Editorial: The competent pediatrician

Article

Editorial discusses the value of continuing medical education for pediatricians.

 

EDITORIAL

The competent pediatrician

Which of your colleagues is competent? How do you know? Is your concept of competency the same as your patients' or insurance companies'? If you had to recommend a pediatrician for your grandchild in a distant city, how would you select from the list in the phone book? Is certification by the American Board of Pediatrics enough?

The Accreditation Council for Graduate Medical Education (ACGME), which accredits residency training programs in all specialties, has recently determined that periodic review of rotations, faculty, and institutional support is not sufficient to assure the competence of residency program graduates. The next iteration of requirements for program accreditation will include a system for evaluating residents for specialty-specific competence in six areas: patient care, medical knowledge, practice-based learning and improvement, interpersonal and communication skills, professionalism, and systems-based practice. The American Board of Medical Specialties agrees that assessment of knowledge through periodic examinations is not an adequate way to assure continued competency. Its 24 member boards, of which the American Board of Pediatrics is one, have agreed to begin evaluating their candidates and existing diplomates using the same list of competencies.
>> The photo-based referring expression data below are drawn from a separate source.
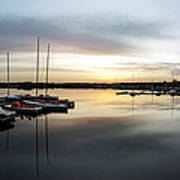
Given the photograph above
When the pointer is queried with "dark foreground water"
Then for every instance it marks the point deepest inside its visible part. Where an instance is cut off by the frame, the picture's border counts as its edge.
(106, 137)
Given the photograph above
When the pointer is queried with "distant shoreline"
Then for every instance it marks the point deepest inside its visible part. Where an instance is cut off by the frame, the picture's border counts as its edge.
(82, 85)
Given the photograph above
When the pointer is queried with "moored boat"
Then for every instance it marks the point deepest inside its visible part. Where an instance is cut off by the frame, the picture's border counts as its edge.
(23, 108)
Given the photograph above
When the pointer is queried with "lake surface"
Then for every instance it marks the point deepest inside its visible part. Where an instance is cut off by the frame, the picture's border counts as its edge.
(105, 137)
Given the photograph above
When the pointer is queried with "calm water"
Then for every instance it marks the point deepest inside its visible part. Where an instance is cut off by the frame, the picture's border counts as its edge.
(104, 137)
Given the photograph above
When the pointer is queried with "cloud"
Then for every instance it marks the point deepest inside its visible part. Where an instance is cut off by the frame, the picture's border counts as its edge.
(146, 67)
(96, 34)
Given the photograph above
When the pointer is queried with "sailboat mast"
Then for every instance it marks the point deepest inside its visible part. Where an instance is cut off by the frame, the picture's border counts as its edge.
(47, 68)
(37, 66)
(8, 73)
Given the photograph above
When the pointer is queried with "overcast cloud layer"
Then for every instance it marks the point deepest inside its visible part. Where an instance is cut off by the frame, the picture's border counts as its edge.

These efforts are intended to assure the public that physicians who complete our residency programs and are certified by specialty boards are more than knowledgeable. Under the new standards these physicians will also be assessed for their ability to communicate effectively with patients and colleagues, reevaluate their practice based on their own experience and on new information, be able to use their knowledge to make appropriate judgments in patient management, and provide their patients with care that is efficient, prompt, and comprehensive.

Periodic assessment of knowledge will continue to be a part of the recertification process, but the specialty boards will also assess professional standing (for example, by peer review and by verifying maintenance of state license), documentation of continuing education, and practice performance. For pediatricians, it is anticipated that the American Academy of Pediatrics will cooperate with the American Board of Pediatrics to develop a method for assuring continuing education and for assessing practice performance.

Nineteen years ago, pediatrician and Nobel laureate Frederick C. Robbins asserted in a lecture at the University of North Carolina that expecting physicians to document continuing education seemed "an extraordinary requirement for a learned profession." Current expectations of the public and of payers have taken us a long way from a time when being part of a "learned profession" was enough. Besides, we're talking about your grandchild.

 

 

Julia A. McMillan, MD, Editor-in-chief of Contemporary Pediatrics, is Vice Chair, Pediatric Education, and Director, Residency Training, Johns Hopkins University School of Medicine, Baltimore.

 

Julia McMillan. Editorial: The competent pediatrician. Contemporary Pediatrics 2000;9:9.